Friends and kind folks who write to me about my blog (aka my life) think I’m real good at moving frequently, taking risks, but the truth is, I’m a scaredy cat along the way. That is to say, I’m often plagued by self-doubt, worry and stress. It’s not an “OH YEAH!” process for me. It begins as a contemplative moment as I review or look back at where I have been and the direction I’m going.

The good life (Chiang Mai, Thailand near Payap University, 2009).

The idea of settling is unsettling for me. I’d rather climb up a mountain than brace myself for downhill. And I don’t do well wondering what might have been, when I could have been doing what I wanted to do. I know this always can’t be the case, but now I know why I don’t mind pursuing the opposite sex, I want to know. I like to try. I don’t mind failing. I fail often.

What do you mean I could have turned back!!?? (Mt. Babcock, Durango, Colorado circa 1996)

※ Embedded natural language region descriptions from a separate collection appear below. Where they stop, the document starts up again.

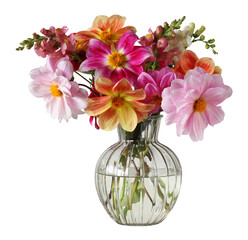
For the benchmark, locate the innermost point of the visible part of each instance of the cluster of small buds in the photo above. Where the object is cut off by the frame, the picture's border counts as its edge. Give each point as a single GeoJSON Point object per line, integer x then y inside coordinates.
{"type": "Point", "coordinates": [158, 41]}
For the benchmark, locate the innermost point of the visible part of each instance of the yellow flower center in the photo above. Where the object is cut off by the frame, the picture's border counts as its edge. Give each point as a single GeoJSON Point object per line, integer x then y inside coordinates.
{"type": "Point", "coordinates": [157, 100]}
{"type": "Point", "coordinates": [55, 91]}
{"type": "Point", "coordinates": [106, 35]}
{"type": "Point", "coordinates": [116, 59]}
{"type": "Point", "coordinates": [200, 105]}
{"type": "Point", "coordinates": [117, 102]}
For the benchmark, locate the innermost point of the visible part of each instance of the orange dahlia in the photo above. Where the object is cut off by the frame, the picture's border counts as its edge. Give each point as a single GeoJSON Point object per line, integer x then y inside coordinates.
{"type": "Point", "coordinates": [107, 29]}
{"type": "Point", "coordinates": [119, 105]}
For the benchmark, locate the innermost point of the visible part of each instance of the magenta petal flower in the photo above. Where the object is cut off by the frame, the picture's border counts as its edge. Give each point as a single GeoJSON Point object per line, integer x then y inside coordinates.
{"type": "Point", "coordinates": [154, 83]}
{"type": "Point", "coordinates": [64, 99]}
{"type": "Point", "coordinates": [124, 61]}
{"type": "Point", "coordinates": [192, 103]}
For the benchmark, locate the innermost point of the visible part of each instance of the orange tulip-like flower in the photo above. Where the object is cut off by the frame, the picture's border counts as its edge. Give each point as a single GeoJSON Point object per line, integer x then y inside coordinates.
{"type": "Point", "coordinates": [120, 104]}
{"type": "Point", "coordinates": [188, 60]}
{"type": "Point", "coordinates": [108, 30]}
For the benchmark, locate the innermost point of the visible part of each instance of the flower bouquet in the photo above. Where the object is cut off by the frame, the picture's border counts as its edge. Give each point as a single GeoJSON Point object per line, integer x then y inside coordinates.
{"type": "Point", "coordinates": [127, 81]}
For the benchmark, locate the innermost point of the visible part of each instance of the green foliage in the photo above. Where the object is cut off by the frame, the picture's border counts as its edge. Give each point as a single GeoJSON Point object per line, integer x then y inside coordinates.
{"type": "Point", "coordinates": [29, 43]}
{"type": "Point", "coordinates": [199, 37]}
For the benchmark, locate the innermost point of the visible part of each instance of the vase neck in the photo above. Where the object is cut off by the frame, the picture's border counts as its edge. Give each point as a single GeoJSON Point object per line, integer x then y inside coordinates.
{"type": "Point", "coordinates": [146, 130]}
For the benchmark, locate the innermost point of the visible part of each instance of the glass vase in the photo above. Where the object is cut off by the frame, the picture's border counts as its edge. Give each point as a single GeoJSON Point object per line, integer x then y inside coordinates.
{"type": "Point", "coordinates": [138, 179]}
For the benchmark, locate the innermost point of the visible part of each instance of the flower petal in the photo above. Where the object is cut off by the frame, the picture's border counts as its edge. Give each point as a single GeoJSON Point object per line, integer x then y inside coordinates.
{"type": "Point", "coordinates": [139, 55]}
{"type": "Point", "coordinates": [145, 78]}
{"type": "Point", "coordinates": [42, 74]}
{"type": "Point", "coordinates": [104, 86]}
{"type": "Point", "coordinates": [213, 114]}
{"type": "Point", "coordinates": [126, 42]}
{"type": "Point", "coordinates": [100, 21]}
{"type": "Point", "coordinates": [40, 89]}
{"type": "Point", "coordinates": [64, 68]}
{"type": "Point", "coordinates": [138, 94]}
{"type": "Point", "coordinates": [84, 36]}
{"type": "Point", "coordinates": [217, 95]}
{"type": "Point", "coordinates": [115, 22]}
{"type": "Point", "coordinates": [125, 29]}
{"type": "Point", "coordinates": [184, 116]}
{"type": "Point", "coordinates": [128, 118]}
{"type": "Point", "coordinates": [122, 86]}
{"type": "Point", "coordinates": [197, 127]}
{"type": "Point", "coordinates": [167, 79]}
{"type": "Point", "coordinates": [206, 63]}
{"type": "Point", "coordinates": [98, 105]}
{"type": "Point", "coordinates": [97, 48]}
{"type": "Point", "coordinates": [108, 120]}
{"type": "Point", "coordinates": [187, 60]}
{"type": "Point", "coordinates": [92, 63]}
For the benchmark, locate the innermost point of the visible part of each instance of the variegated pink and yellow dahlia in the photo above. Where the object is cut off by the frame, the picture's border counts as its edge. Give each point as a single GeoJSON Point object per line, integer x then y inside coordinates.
{"type": "Point", "coordinates": [107, 29]}
{"type": "Point", "coordinates": [120, 104]}
{"type": "Point", "coordinates": [123, 61]}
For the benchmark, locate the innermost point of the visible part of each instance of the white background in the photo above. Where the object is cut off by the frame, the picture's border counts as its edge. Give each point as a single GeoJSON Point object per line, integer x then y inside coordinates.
{"type": "Point", "coordinates": [47, 186]}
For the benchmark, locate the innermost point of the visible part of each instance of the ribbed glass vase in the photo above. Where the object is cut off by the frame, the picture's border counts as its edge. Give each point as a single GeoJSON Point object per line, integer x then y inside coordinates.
{"type": "Point", "coordinates": [138, 179]}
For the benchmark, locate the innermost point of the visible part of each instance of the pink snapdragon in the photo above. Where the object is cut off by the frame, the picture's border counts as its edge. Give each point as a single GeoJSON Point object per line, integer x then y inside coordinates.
{"type": "Point", "coordinates": [64, 98]}
{"type": "Point", "coordinates": [192, 103]}
{"type": "Point", "coordinates": [154, 82]}
{"type": "Point", "coordinates": [124, 61]}
{"type": "Point", "coordinates": [56, 44]}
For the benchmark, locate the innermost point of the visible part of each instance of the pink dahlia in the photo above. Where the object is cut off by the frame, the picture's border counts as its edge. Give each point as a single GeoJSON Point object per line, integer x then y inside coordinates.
{"type": "Point", "coordinates": [124, 61]}
{"type": "Point", "coordinates": [154, 82]}
{"type": "Point", "coordinates": [192, 103]}
{"type": "Point", "coordinates": [64, 98]}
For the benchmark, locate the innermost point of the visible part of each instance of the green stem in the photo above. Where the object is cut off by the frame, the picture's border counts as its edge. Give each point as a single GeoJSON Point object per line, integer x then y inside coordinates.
{"type": "Point", "coordinates": [83, 85]}
{"type": "Point", "coordinates": [83, 77]}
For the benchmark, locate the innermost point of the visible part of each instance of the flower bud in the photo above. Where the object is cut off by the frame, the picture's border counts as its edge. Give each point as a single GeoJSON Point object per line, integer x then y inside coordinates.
{"type": "Point", "coordinates": [200, 31]}
{"type": "Point", "coordinates": [159, 30]}
{"type": "Point", "coordinates": [162, 43]}
{"type": "Point", "coordinates": [191, 28]}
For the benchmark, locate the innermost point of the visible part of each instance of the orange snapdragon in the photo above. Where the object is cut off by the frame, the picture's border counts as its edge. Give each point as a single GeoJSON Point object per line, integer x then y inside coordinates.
{"type": "Point", "coordinates": [108, 30]}
{"type": "Point", "coordinates": [120, 104]}
{"type": "Point", "coordinates": [188, 60]}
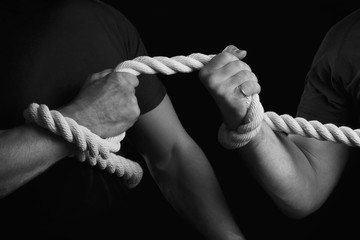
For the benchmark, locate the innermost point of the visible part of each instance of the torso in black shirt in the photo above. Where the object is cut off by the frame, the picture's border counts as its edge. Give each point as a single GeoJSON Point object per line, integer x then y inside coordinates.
{"type": "Point", "coordinates": [48, 49]}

At the same time, I’m tiptoeing in a new direction, I’m not thinking at all. I know this is a vast contradiction, but I seesaw between thinking too much and going blank. When I do worry, it’s about the things I have to do. Logistics. Technical stuff. I review the steps, up and down, again and again, and when I have to depend on others, well, I double check.

When I’m venturing into new territory, I don’t over-research. It kills some of the magic, the mystery and the exploration.  Before the Internet became such a sticky web, we didn’t really have a choice, and I think this habit has just stuck with me. I also don’t like to guess what will happen next, things hardly ever work out the way you predict. Now, I’ll entertain an idea or two, I’ll make some educated guesses, but because I exhaust myself worrying about the details, I don’t have any leftover energy to speculate other things.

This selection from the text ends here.